Luís descreve uma visita coletiva que fez de um quarto, num típico apartamento partilhado (WG) com uma rapariga alemã e um rapaz italiano. A visita foi feita em Inglês pelos dois residentes do apartamento. “Eram aí vinte pessoas para ver o quarto, quando cheguei estavam já três na cozinha. Depois fomos ver o quarto todos juntos e sentámo-nos no chão com a pessoa que estava a fazer a visita e começámos a conversar.” Nestas visitas, é comum cada candidato tentar dar o melhor de si, mostrar-se o mais flexível, aberto – e cool – possível para aumentar as possibilidades de ser escolhido. Há bastante competição e Luís sentiu a pressão: “Tudo a competir por um quarto. Não gostei daquele ambiente, de estar ali a tentar mostrar que era o candidato ideal. E o quarto nem era nada de especial”.
 
Há perguntas aos candidatos para aferir o seu grau de elegibilidade, tais como nacionalidade, ocupação ou hobbies.
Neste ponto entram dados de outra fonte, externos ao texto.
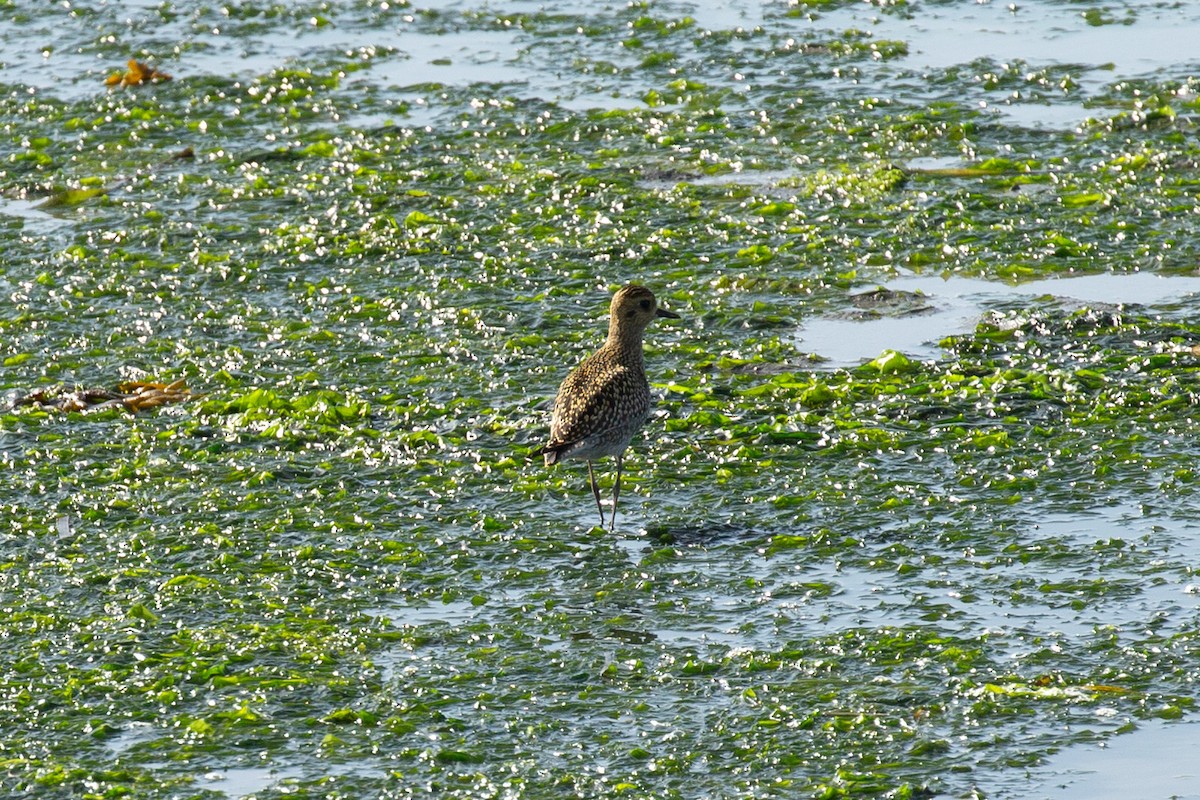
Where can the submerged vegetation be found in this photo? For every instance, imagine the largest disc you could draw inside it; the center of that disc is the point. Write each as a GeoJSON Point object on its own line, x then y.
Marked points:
{"type": "Point", "coordinates": [372, 246]}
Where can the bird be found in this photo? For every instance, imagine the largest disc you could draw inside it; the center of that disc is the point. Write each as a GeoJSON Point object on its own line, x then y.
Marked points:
{"type": "Point", "coordinates": [606, 400]}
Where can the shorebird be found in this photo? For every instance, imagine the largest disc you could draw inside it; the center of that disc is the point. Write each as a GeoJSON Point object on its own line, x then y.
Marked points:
{"type": "Point", "coordinates": [605, 401]}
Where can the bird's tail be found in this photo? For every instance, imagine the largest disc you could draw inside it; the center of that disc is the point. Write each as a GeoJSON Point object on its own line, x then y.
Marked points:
{"type": "Point", "coordinates": [551, 453]}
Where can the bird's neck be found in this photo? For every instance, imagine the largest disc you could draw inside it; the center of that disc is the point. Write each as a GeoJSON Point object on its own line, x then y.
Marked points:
{"type": "Point", "coordinates": [625, 341]}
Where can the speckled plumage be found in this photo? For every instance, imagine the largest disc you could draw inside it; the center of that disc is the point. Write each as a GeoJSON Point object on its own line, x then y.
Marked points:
{"type": "Point", "coordinates": [605, 401]}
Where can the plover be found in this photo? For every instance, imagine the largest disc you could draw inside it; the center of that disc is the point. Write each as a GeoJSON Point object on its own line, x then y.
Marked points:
{"type": "Point", "coordinates": [606, 400]}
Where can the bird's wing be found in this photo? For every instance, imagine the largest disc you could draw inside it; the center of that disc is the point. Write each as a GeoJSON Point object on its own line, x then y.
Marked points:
{"type": "Point", "coordinates": [593, 402]}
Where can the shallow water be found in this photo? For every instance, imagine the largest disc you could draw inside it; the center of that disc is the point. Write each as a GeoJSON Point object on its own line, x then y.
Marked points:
{"type": "Point", "coordinates": [373, 236]}
{"type": "Point", "coordinates": [957, 305]}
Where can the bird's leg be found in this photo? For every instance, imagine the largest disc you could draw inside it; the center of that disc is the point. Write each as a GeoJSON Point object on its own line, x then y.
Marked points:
{"type": "Point", "coordinates": [616, 493]}
{"type": "Point", "coordinates": [595, 492]}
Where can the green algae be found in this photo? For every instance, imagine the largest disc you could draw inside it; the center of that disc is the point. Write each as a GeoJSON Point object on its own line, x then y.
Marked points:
{"type": "Point", "coordinates": [346, 558]}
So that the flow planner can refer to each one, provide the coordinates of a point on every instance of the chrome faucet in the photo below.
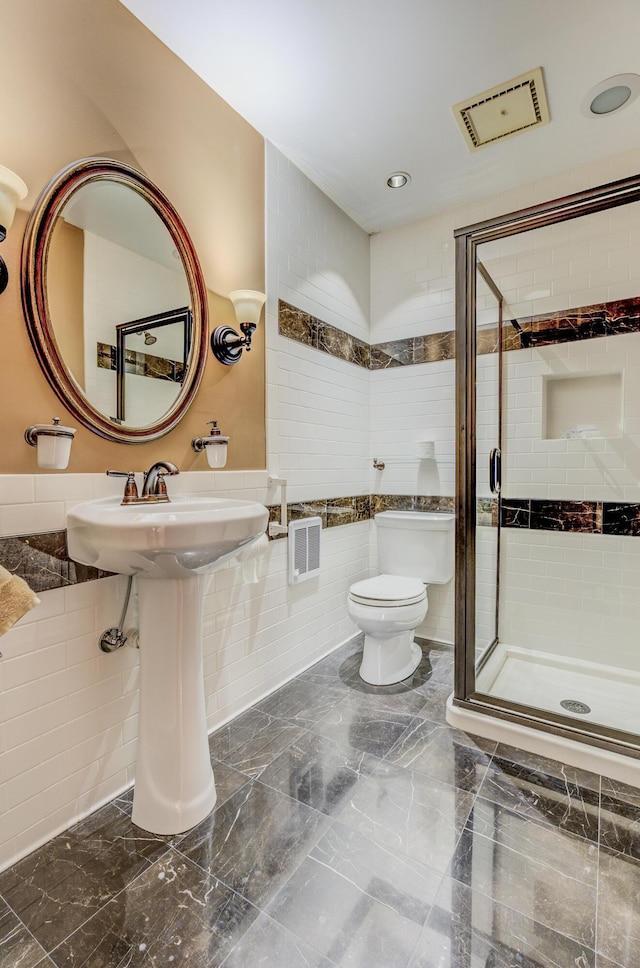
(153, 489)
(154, 485)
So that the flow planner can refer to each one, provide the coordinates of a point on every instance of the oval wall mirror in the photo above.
(115, 300)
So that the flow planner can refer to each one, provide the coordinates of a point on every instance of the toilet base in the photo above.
(389, 660)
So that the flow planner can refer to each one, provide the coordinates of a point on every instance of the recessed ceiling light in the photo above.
(398, 179)
(611, 95)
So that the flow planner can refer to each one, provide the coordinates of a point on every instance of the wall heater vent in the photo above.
(304, 549)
Mas algumas são caricatas: “Lembro-me de a rapariga perguntar se gostávamos de reggae, porque ela o costumava ouvir aos altos berros.” Cada visita é uma experiência, onde até os hábitos de higiene podem ser fator relevante no interrogatório. “Numa outra visita perguntaram-me quanto tempo demorava a tomar banho...”, diz Luís. Tal é o grau de detalhe das entrevistas aos candidatos nas visitas que há quem lhes chame de “casting”. O fato de ser realizador, ainda para mais freelance, parece ter dificultado também a procura de quarto. Mesmo em Berlim, Luís sentiu que esta profissão nem sempre é tida como séria o suficiente. Parece que as pessoas desconhecem que um realizador pode pagar uma renda no final do mês. “Vivo do meu trabalho. Se preciso de mais dinheiro, faço outros trabalhos fora da realização. Em filme, nomeadamente correção de cor, que geralmente são trabalhos mais bem pagos”, esclarece. 
 
Mas o problema da habitação não afeta só os recém-chegados a Berlim - famílias que vivem na cidade há mais tempo enfrentam também dificuldades. Muitas têm sido afastadas dos bairros onde sempre viveram e onde conheciam toda a comunidade porque não conseguem acompanhar a subida das rendas. Ou porque são postas fora dos seus apartamentos pelos senhorios que aproveitam o momento para se livrarem dos antigos inquilinos e aumentarem as rendas.
 
E assim a cidade continua a expandir-se, a crescer e a mudar. Os preços das casas sobem e parece faltar regulamentação eficaz para os controlar. A gentrificação acontece e a discussão sobre a habitação tende a ganhar importância ao longo dos anos. Afinal, o direito à habitação é um Direito Humano, indicado no Artigo 25 da Declaração Universal dos Direitos Humanos. 

Este artigo foi escrito em parceria com o Goethe-Institut de Lisboa encontra-se publicado na rubrica "Era uma vez...a crise" da revista cultural online do instituto.